Sorry have you just woken up and missed the last 20 years ?

Almost every single IT company exaggerates claims, says their product is "the best" and "amazing" and suitable for every use case under the sun. Oracle did it. Microsoft did it. Mongo did it. And thousands of companies in the future will do it in the future. It's called Marketing.

And I think you should speak to all these customers (http://www.mongodb.com/who-uses-mongodb) and tell them they don't serve any real world need. I would imagine a few would ask the same question of you.

I think "ORGANIZATIONS CREATING APPLICATIONS NEVER BEFORE POSSIBLE" about sums it up on their "who uses" page... There's nothing in particular that mongo does better than it's competitors.
Thanks for making my case for me. This is possibly one of the most ridiculous replies ever posted to this forum.

The day we start jailing people for their marketing hype is... well, it wouldn't be a good day.

I'm confused what horrible design flows MongoDB had apart from collection level locking ?

And I can't imagine any of this is relevant today given that MongoDB allows for pluggable storage engines.

The way it handle failures? You may be interested in this (old-ish) article: http://hackingdistributed.com/2013/01/29/mongo-ft/
Another worth read: https://aphyr.com/posts/284-call-me-maybe-mongodb

Although to be fair, it's not just MongoDB that is performing poorly.

How is that a design fault ? It was purely a poorly chosen configuration setting which reflects the fact that Mongo was originally not a general purpose database. And it was never even an issue for 99% of people because all the drivers at the time used the safer settings.

I always find it amusing when people bring these issues up because it's like a giant sticker on their forehead that says "I've never actually seriously spent time with MongoDB before". I always go through the configuration of the database I use to make sure it meets my needs. Only seems sensible.

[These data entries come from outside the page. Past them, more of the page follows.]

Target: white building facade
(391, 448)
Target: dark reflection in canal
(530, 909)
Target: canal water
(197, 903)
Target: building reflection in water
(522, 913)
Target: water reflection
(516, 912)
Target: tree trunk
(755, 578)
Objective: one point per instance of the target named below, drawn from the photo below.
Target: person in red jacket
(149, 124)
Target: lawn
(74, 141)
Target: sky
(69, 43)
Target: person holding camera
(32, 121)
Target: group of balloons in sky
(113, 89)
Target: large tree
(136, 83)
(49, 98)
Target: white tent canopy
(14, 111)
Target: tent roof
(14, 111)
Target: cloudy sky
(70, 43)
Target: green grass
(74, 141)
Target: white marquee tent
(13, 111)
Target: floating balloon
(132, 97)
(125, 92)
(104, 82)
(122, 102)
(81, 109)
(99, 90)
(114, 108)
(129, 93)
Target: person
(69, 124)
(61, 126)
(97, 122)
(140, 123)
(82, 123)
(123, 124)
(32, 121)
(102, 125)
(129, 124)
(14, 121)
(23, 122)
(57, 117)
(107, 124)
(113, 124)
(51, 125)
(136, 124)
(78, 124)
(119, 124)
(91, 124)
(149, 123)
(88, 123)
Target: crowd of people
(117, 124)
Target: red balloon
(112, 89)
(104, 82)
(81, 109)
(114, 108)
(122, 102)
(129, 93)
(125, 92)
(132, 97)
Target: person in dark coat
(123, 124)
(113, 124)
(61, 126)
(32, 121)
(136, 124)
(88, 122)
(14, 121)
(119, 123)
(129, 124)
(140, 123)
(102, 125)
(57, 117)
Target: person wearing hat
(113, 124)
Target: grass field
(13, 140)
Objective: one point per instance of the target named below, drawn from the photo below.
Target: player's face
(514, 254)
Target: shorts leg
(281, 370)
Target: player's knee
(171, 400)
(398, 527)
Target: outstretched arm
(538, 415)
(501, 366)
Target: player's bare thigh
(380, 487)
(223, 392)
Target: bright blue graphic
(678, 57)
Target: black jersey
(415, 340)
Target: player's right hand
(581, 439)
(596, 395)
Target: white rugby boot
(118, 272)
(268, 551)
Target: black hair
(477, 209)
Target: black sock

>It was purely a poorly chosen configuration setting which reflects the fact that Mongo was originally not a general purpose database.

Thats dubious. 1.) When MongoDB was released, none of the drivers used the "safer" settings. 2.) 10gen, at the time, released benchmarks with the "unsafe" settings comparing it to MySQL and boasted that MongoDB was much faster (ignoring the fact that it wasn't acknowledging your writes).

Hmm, are you able to point us to any of these "benchmarks" with unsafe settings?

AFAIK, until recently (i.e. the last month), there weren't any such benchmarks released by MongoDB - and then, only for 3.x.

I'd be very surprised if any such benchmarks exist, as you claim.

Disclaimer - I work for MongoDB Inc.

MongoDB is advertised as general purpose database though and majority of people use it that way.
Sure. And that's why the configuration was changed years ago.
The article actually talks about the configuration change. The issues are still there.
I'm not sure we've read the same article.
Quick -- give an example of something else unrelated to the original article expressing your disgust with it.
I don't really have a strong opinion in the game but mind you that MongoDB is pretty darn fast http://www.peterbe.com/plog/fastestdb At least when you're not at scale.

And it's pretty cool that you can make a choice between fast writes or safe writes. You can't have both but at least you can have the choice.

Having said all that, I generally prefer Postgres in almost every possible case.

However, this RethinkDB project looks sexy and with a great potential.

/dev/null is pretty darn fast, too. https://www.youtube.com/watch?v=b2F-DItXtZs
You know this benchmark is bullshit because it says memcache is slower than redis (at editing) and mongo (at creating and deleting) and motor (at creating).